Pero PPT le habla también a subjetividades flexibles (y flexibilizadas) en relación con el trabajo, los vínculos familiares y en general a subjetividades post-disciplinarias que no reverencias viejas formas de autoridad. Junto a estos elementos de circulación y flexibilidad encontramos también un valor-velocidad (subjetividadzapping, oportunista, de calle y de red).

¿Existe un potencial de efectividad política, además de comunicacional, en este régimen de signos? El cacerolazo es un tipo de organización política que liga muy bien con estos modos relativamente desterritorializados de los centros urbanos (en oposición por ejemplo, al piquete como forma muy territorializada). Necesitamos entender, darle una lectura más adecuada a estas disposiciones corporales concretas heredadas del neoliberalismo, formas de desterritorialización relativa específicamente capitalistas: libre cambio de moneda, libre intercambio, autoempresarialidad.  Es un fenómeno de movilidad sí, pero relativa, en la medida en que reconduce toda actividad, todo movimiento a la forma mercancía, a la forma valor.

Por su cuenta el kirchnerismo también supone un juego de desterritorialización relativa, que se beneficiada de la alta desterritorialización previa (de cuerpos, asambleas, piquetes, derivas caceroleras urbanas, toma de fábricas, cartoneo; de enunciados: “sin patrón”, “que se vayan todos”, “dignidad”) efectuada por los movimientos sociales a partir de la crisis del 2001; y que opera un proceso posterior de ampliación del consumo, es decir, del desarrollo de diferentes axiomas a partir de los cuales ampliar el movimiento mercantil ligado a una reterritorialización a partir de nuevos accionas en el aparato del estado y en cierto uso de la memoria histórica.

En el kirchnerismo se reterritorilaza el movimiento social en los territorios, la juventud en la memoria histórica, y los flujos de mercado en gestión política.

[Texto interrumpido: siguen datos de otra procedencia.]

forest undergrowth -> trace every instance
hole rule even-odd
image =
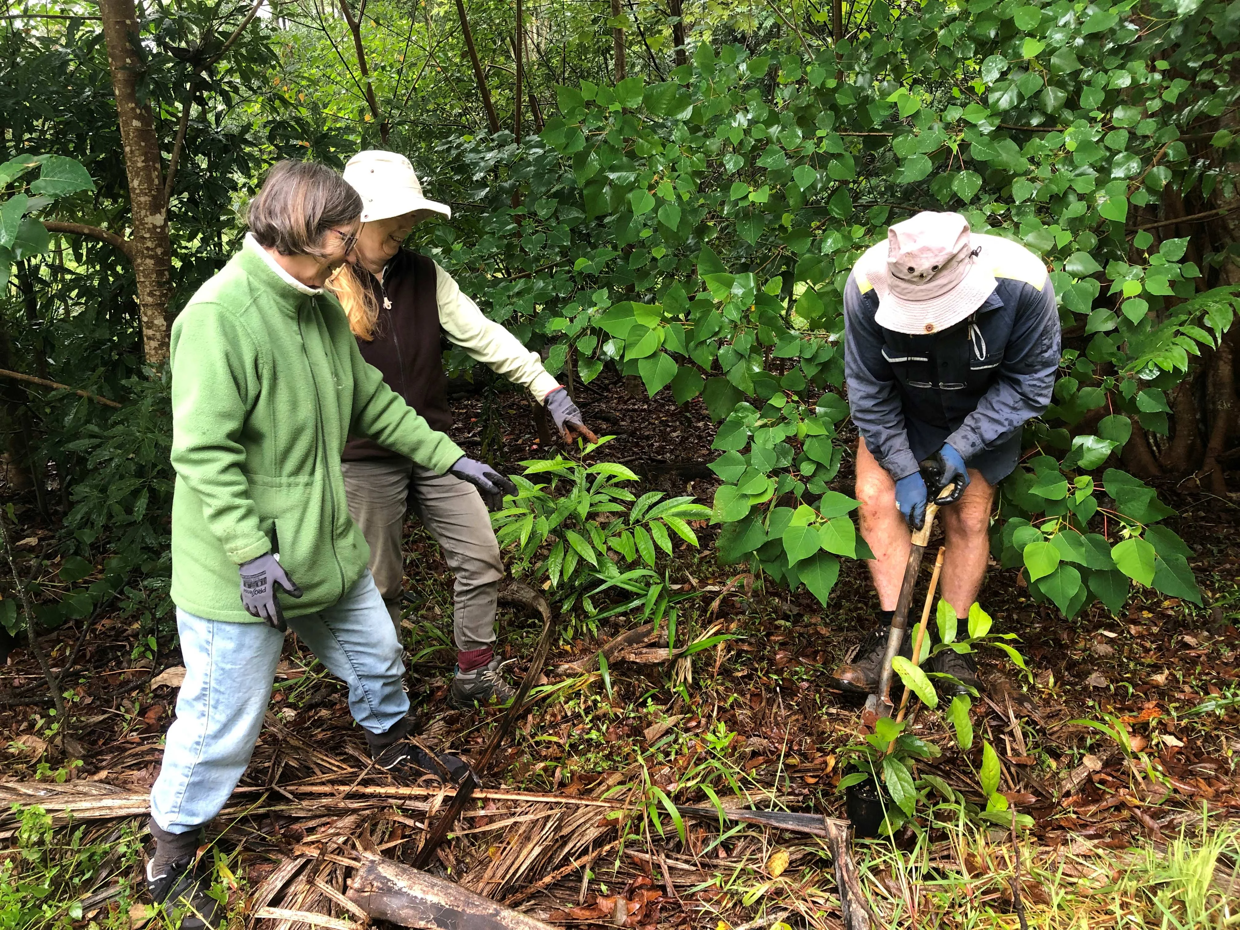
[[[538,441],[513,398],[461,398],[456,435],[466,446],[481,441],[498,417],[517,471]],[[619,378],[579,391],[578,403],[616,435],[609,459],[629,460],[650,487],[709,500],[711,485],[694,470],[711,458],[709,433],[692,405],[631,398]],[[1028,675],[998,652],[982,656],[987,691],[972,709],[978,739],[968,751],[957,748],[945,707],[911,702],[906,733],[941,749],[913,763],[918,817],[890,837],[857,841],[863,887],[883,924],[1234,923],[1240,503],[1159,490],[1180,513],[1177,529],[1194,549],[1207,606],[1151,593],[1121,616],[1095,604],[1065,620],[1029,599],[1017,572],[992,567],[982,604],[996,631],[1017,636]],[[11,503],[37,526],[32,501]],[[17,542],[19,570],[33,568],[43,536],[33,529]],[[651,661],[658,650],[647,649],[600,665],[609,640],[641,625],[639,611],[593,624],[580,610],[563,619],[536,701],[484,776],[476,810],[439,851],[445,874],[557,925],[613,926],[622,910],[626,926],[841,926],[825,843],[693,822],[677,806],[844,816],[837,786],[859,743],[859,708],[827,687],[826,672],[873,622],[864,568],[846,567],[825,610],[804,590],[768,588],[706,553],[684,546],[666,575],[684,595],[675,636],[732,639],[687,660]],[[469,754],[497,712],[448,709],[446,565],[415,525],[409,557],[410,694],[425,715],[424,739]],[[146,627],[103,609],[45,636],[68,698],[64,720],[50,713],[29,649],[0,671],[0,795],[14,805],[0,826],[4,926],[136,930],[150,921],[140,894],[143,804],[180,665],[167,622]],[[520,676],[538,625],[507,610],[501,622],[508,668]],[[1006,811],[992,810],[992,791],[980,790],[991,765],[983,743],[994,748]],[[336,930],[353,925],[337,898],[356,852],[412,856],[443,800],[419,786],[393,799],[391,781],[368,769],[345,688],[290,636],[268,727],[205,852],[234,926],[273,916],[272,908],[317,913]]]

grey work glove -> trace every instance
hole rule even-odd
[[[466,455],[459,458],[456,464],[448,470],[461,481],[469,481],[474,485],[479,490],[479,494],[482,495],[487,510],[498,510],[502,507],[505,495],[517,496],[517,486],[508,477],[501,475],[490,465],[474,461],[474,459]]]
[[[284,610],[280,609],[280,600],[275,596],[275,587],[279,585],[290,598],[300,598],[301,589],[289,578],[275,553],[268,552],[257,559],[250,559],[243,563],[239,570],[241,603],[246,606],[246,613],[280,632],[288,630]]]
[[[574,436],[582,436],[591,443],[599,441],[599,438],[585,425],[585,418],[582,417],[582,412],[573,403],[573,398],[568,396],[563,384],[547,394],[543,403],[547,405],[547,413],[556,422],[556,432],[564,438],[565,443],[572,443]]]

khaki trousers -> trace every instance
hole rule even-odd
[[[453,635],[467,652],[495,642],[495,608],[503,560],[491,516],[477,489],[453,475],[436,475],[408,459],[341,463],[348,515],[371,547],[371,574],[401,631],[404,549],[401,531],[412,510],[439,543],[456,577]]]

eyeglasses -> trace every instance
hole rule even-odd
[[[353,250],[357,244],[357,233],[342,233],[340,229],[329,229],[327,232],[334,232],[340,237],[341,243],[345,246],[345,254],[347,255]]]

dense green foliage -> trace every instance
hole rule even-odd
[[[177,300],[234,248],[237,207],[265,165],[339,164],[388,133],[432,196],[454,205],[422,243],[546,350],[551,371],[590,381],[615,365],[651,394],[701,398],[720,423],[720,557],[826,601],[838,559],[866,554],[856,503],[833,481],[848,454],[837,438],[843,283],[888,223],[957,210],[1044,257],[1065,327],[1056,402],[1004,484],[996,557],[1066,614],[1095,598],[1117,610],[1133,582],[1199,599],[1188,548],[1159,525],[1169,508],[1132,472],[1149,472],[1138,453],[1166,448],[1159,436],[1197,435],[1195,408],[1173,413],[1178,386],[1213,371],[1238,309],[1224,221],[1238,202],[1240,4],[874,0],[846,5],[839,42],[813,7],[687,4],[680,67],[666,17],[642,7],[624,24],[631,76],[619,83],[598,6],[534,11],[526,87],[538,110],[520,141],[480,131],[455,5],[363,17],[378,120],[347,29],[316,6],[281,6],[205,72],[195,50],[219,51],[246,7],[150,10],[145,89],[169,148],[192,108],[169,213]],[[506,7],[469,7],[484,61],[505,60]],[[6,94],[9,155],[72,156],[95,184],[21,212],[124,228],[97,31],[9,27],[2,43],[0,83],[36,88]],[[487,74],[510,114],[511,78]],[[31,177],[5,179],[7,203],[38,193],[24,187]],[[131,401],[113,414],[40,399],[17,429],[31,461],[55,464],[72,515],[66,553],[124,548],[154,564],[166,472],[115,474],[130,467],[118,458],[154,465],[166,443],[134,379],[131,280],[103,243],[42,246],[15,255],[0,367]],[[1203,415],[1207,429],[1229,398]],[[143,453],[128,459],[135,443]],[[109,459],[112,471],[97,467]],[[557,544],[567,553],[548,538],[542,557]]]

PPT y UyO son enunciados límpidos, que no agotan el paisaje mediático, pero que nos permiten desplazar nuestra atención a los titulares políticos a la batalla por la percepción que se realiza hoy día, sobre todo a partir de los medios. Queda mucho por penar en esa dirección. Lo que quisimos mostrar es que para avanzar en esta línea poseen valor práctico conceptos como régimen de signos, y desterritorialización relativa. No como categorías, sino como imágenes plásticas. No como buenos alumnos, sino como función analítica de nuestro presente.